Left: Cloud Storage bucket with a flat hierarchy and simulated folders. Right: Bucket with hierarchical namespace organized into a tree-like structure (Source: Google Cloud blog post)
The introduction of HNS is particularly beneficial for scenarios that require high performance and manageability, such as big data analytics, content management systems, and large-scale application deployments. For example, a media company managing vast libraries of video files can use HNS to organize content by project, date, or type, improving accessibility and processing efficiency.
Users can create new buckets with HNS enabled or migrate existing buckets to utilize the hierarchical namespace. Google Cloud provides comprehensive documentation and tools to facilitate this transition. Users can allow HNS through the Google Cloud Console, command-line interface, or API, offering flexibility in managing their storage resources.
Patrick Haggerty, a director of Google cloud learning at ROI Training, listed in a LinkedIn post the pros and cons of the HNS feature in Google Cloud Storage:
Pros:
- If you rename a folder, it doesn't have to move or rewrite files anymore.
- New API operations to manipulate folders.
- Faster initial QPS (x8) on read/write operations.
- Works with the managed folder thing for folder permissions.
Cons:
- Must be enabled when the bucket is created.
- No support for versioning, locks, retention, or file-level ACLs.

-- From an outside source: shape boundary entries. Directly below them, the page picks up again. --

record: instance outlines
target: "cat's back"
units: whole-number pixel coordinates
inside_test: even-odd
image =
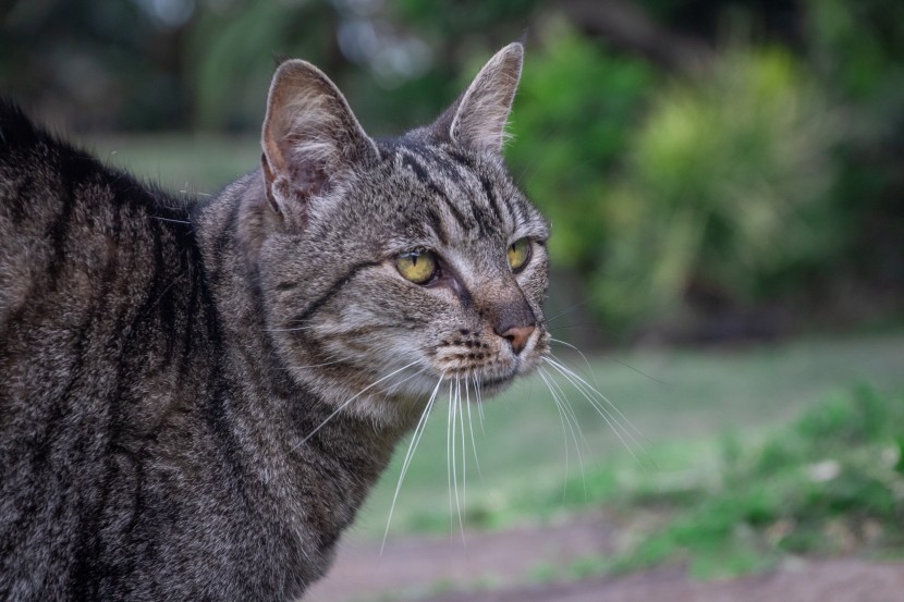
[[[130,526],[136,442],[209,342],[190,221],[0,101],[0,599],[53,599]]]
[[[152,273],[146,255],[160,242],[178,246],[179,234],[148,218],[185,219],[167,205],[0,100],[0,335],[37,306],[62,318],[99,293],[109,300],[101,288],[115,273],[131,270],[133,282]]]

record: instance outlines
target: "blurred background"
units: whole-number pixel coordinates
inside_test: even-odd
[[[185,195],[257,165],[279,57],[386,136],[523,38],[505,155],[552,222],[563,369],[486,405],[455,452],[466,500],[435,417],[391,538],[578,515],[620,533],[525,560],[521,583],[901,550],[904,3],[4,0],[0,23],[2,94]],[[352,542],[382,536],[406,446]]]

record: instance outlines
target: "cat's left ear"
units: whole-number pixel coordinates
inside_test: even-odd
[[[379,156],[335,84],[301,60],[273,75],[261,146],[267,199],[296,225],[306,221],[309,198]]]
[[[454,143],[501,152],[523,62],[524,47],[520,42],[497,52],[437,126],[448,126],[448,136]]]

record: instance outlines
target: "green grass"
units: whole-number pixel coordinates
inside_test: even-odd
[[[465,525],[498,528],[545,520],[603,502],[694,506],[718,486],[726,457],[746,453],[827,396],[843,395],[856,382],[878,391],[904,389],[903,359],[901,333],[594,359],[589,372],[597,388],[644,433],[644,450],[632,445],[637,459],[632,457],[571,390],[587,441],[583,474],[572,435],[563,433],[546,386],[528,379],[485,404],[484,428],[475,427],[479,476],[466,438]],[[588,372],[583,359],[569,363]],[[406,475],[391,533],[459,528],[454,504],[450,512],[447,418],[445,406],[438,406]],[[363,509],[353,537],[382,536],[406,449],[407,441]]]
[[[260,156],[253,137],[107,137],[86,146],[176,194],[215,193],[255,169]],[[465,442],[466,527],[491,529],[604,506],[630,536],[612,557],[539,566],[533,578],[581,578],[668,562],[684,562],[699,577],[735,575],[787,554],[853,546],[893,555],[904,543],[895,528],[904,524],[904,401],[894,394],[904,391],[900,328],[774,346],[616,353],[590,358],[589,366],[577,356],[563,359],[644,438],[630,442],[635,458],[567,390],[586,441],[578,462],[540,379],[485,404],[482,428],[475,426],[479,475],[469,434]],[[457,529],[445,406],[435,414],[396,503],[392,535]],[[352,537],[382,536],[406,447],[400,446]]]
[[[904,543],[904,395],[860,385],[828,396],[756,445],[728,445],[714,487],[607,569],[683,560],[696,577],[789,554],[888,552]],[[655,496],[648,499],[656,501]]]
[[[93,137],[84,143],[108,164],[172,193],[212,194],[260,164],[254,137],[163,134]]]

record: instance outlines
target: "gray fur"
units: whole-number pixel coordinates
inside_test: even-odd
[[[0,108],[0,600],[298,598],[438,379],[535,367],[548,228],[492,106],[521,53],[386,142],[291,61],[262,168],[190,206]]]

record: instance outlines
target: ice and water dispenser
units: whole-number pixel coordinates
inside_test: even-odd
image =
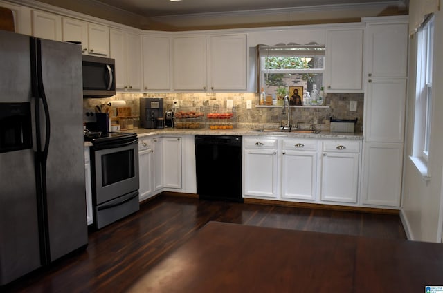
[[[140,98],[140,124],[145,129],[164,128],[163,99]]]

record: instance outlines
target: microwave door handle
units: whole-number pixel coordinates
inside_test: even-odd
[[[109,75],[109,82],[108,83],[108,88],[107,90],[110,90],[111,87],[112,86],[112,83],[114,82],[113,78],[112,78],[112,69],[111,68],[111,66],[109,66],[109,64],[106,64],[106,68],[108,69],[108,74]]]

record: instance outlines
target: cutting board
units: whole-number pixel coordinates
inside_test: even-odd
[[[15,32],[14,15],[10,9],[0,7],[0,30]]]

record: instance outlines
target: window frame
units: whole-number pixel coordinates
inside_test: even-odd
[[[428,178],[428,164],[432,129],[432,71],[434,17],[430,15],[419,28],[417,36],[415,115],[411,159],[422,175]]]
[[[294,54],[295,53],[295,54]],[[265,67],[265,62],[262,62],[262,58],[269,57],[323,57],[322,68],[289,68],[289,69],[268,69]],[[318,44],[309,44],[307,45],[298,45],[289,44],[288,45],[278,44],[275,46],[258,45],[257,46],[257,61],[258,61],[258,86],[259,88],[267,89],[266,75],[269,74],[320,74],[322,75],[322,84],[318,84],[317,88],[320,90],[324,86],[324,77],[326,64],[326,46]]]

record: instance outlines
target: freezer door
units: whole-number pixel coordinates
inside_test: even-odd
[[[46,236],[52,261],[88,241],[82,53],[80,45],[49,40],[41,40],[41,48],[42,82],[50,115]],[[47,135],[44,129],[42,131]]]
[[[0,107],[30,102],[29,43],[0,31]],[[0,285],[40,266],[34,171],[32,148],[0,153]]]

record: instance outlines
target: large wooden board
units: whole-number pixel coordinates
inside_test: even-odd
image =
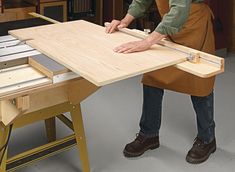
[[[113,49],[139,38],[80,20],[39,26],[9,32],[53,60],[103,86],[118,80],[171,66],[186,60],[185,55],[154,45],[150,50],[132,54],[115,53]]]

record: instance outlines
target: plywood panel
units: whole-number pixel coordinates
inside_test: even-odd
[[[74,21],[10,31],[13,36],[66,66],[97,86],[170,66],[186,58],[159,45],[132,54],[115,53],[113,49],[128,41],[139,40],[85,21]]]

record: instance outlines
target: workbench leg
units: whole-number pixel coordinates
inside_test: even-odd
[[[82,162],[83,172],[90,172],[86,137],[85,137],[84,127],[83,127],[80,104],[73,106],[70,113],[71,113],[71,117],[73,121],[74,133],[76,136],[78,150],[80,152],[80,159]]]
[[[56,141],[56,121],[55,117],[45,120],[46,133],[48,142]]]
[[[2,124],[0,124],[0,148],[4,147],[7,139],[8,139],[8,135],[9,135],[9,131],[10,131],[10,127],[6,127]],[[4,153],[4,155],[3,155]],[[3,158],[2,158],[3,157]],[[4,152],[4,149],[0,152],[0,160],[2,158],[2,162],[0,162],[0,172],[6,172],[6,166],[7,166],[7,148],[6,151]]]

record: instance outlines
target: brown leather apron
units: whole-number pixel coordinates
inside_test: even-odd
[[[156,0],[161,16],[169,11],[166,0]],[[181,45],[210,54],[215,53],[212,12],[204,3],[192,3],[187,22],[181,31],[169,38]],[[214,87],[215,77],[200,78],[176,67],[166,67],[149,72],[142,79],[143,84],[168,89],[194,96],[207,96]]]

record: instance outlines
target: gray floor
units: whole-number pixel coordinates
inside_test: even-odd
[[[185,162],[196,136],[195,114],[189,96],[167,91],[164,97],[161,147],[140,158],[122,155],[135,138],[142,106],[140,77],[101,88],[82,103],[93,172],[235,172],[235,55],[226,58],[226,72],[217,77],[215,120],[218,149],[201,165]],[[58,122],[58,137],[69,131]],[[43,123],[13,132],[11,154],[45,142]],[[19,171],[81,172],[76,148]]]

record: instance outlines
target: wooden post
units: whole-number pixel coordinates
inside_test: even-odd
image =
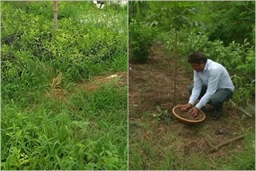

- Extra charge for the feature (pricing not announced).
Other Hyperscalers like Microsoft and AWS also offer the HNS feature in their storage services. For instance, in Azure Data Lake Storage Gen2, HNS organizes objects/files within an account into a hierarchy of directories and nested subdirectories. Meanwhile, in Amazon S3, Directory Buckets organize data hierarchically into directories instead of the flat storage structure of general-purpose buckets.